This fab partnership gives me the best of both worlds. I get the cognitive benefits and distraction-free environment of handwriting in my journal, plus the organisational power and expandability of digital tools when I need them. It's like having a thoughtful assistant who can read my journal and help me develop my ideas.
From analogue ideation to digital development.
This approach preserves the irreplaceable benefits of analogue journaling while acknowledging that sometimes, digital tools offer advantages for developing and sharing ideas. Rather than seeing them as opposing forces, I've found that they can complement each other beautifully when used intentionally.
One book to rule them all
By simplifying to ONE journal, you actually expand your capabilities. Everything connects. Everything has context. Everything is findable.
Over time, this collection of journals becomes more than the sum of its parts. The story of your life, captured in your own handwriting, complete with all the mistakes, revisions, hopes, and achievements along the way.
When it feels like everything is becoming more complicated, fragmented, and digital, there's a quiet joy in this return to the simplicity of pen and paper. One journal to capture it all.
This approach aligns perfectly with ikigai, a single journal creates space for all the elements of life to coexist and interact, helping you discover connections you might otherwise miss when life is compartmentalised.
Like the One Ring that connected the fate of all Middle-earth (though with considerably less evil), a single journal creates unexpected connections between different areas of your life. That work challenge might suddenly find its solution in the quote you jotted down from the podcast you listened to last week.
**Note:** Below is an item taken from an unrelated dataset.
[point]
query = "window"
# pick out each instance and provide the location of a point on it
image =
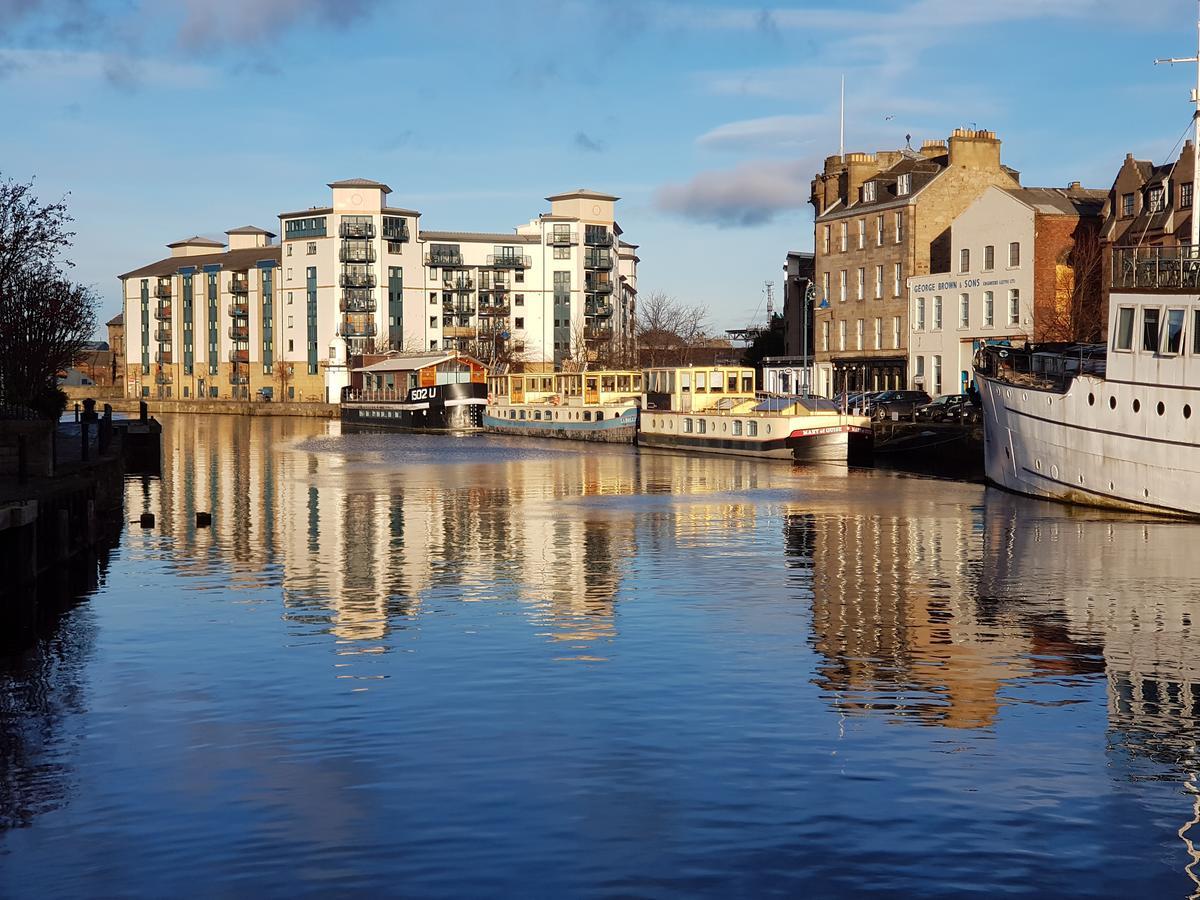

What about you? Are you team "one journal" or do you prefer specialised notebooks for different purposes? I'd love to hear your thoughts in the comments! And if you feel comfortable sharing, I'd love to see photos of your journal spreads too.
Sarah, seeking ikigai xxx
PS - If you're curious about deepening your own bullet journal journey, here are my top tips:
Focus on what actually helps YOU, not what looks pretty on Instagram
Give yourself permission to be messy and imperfect
Experiment with different layouts until you find what works for your brain
Remember it's a tool, not a work of art (though it can be both!)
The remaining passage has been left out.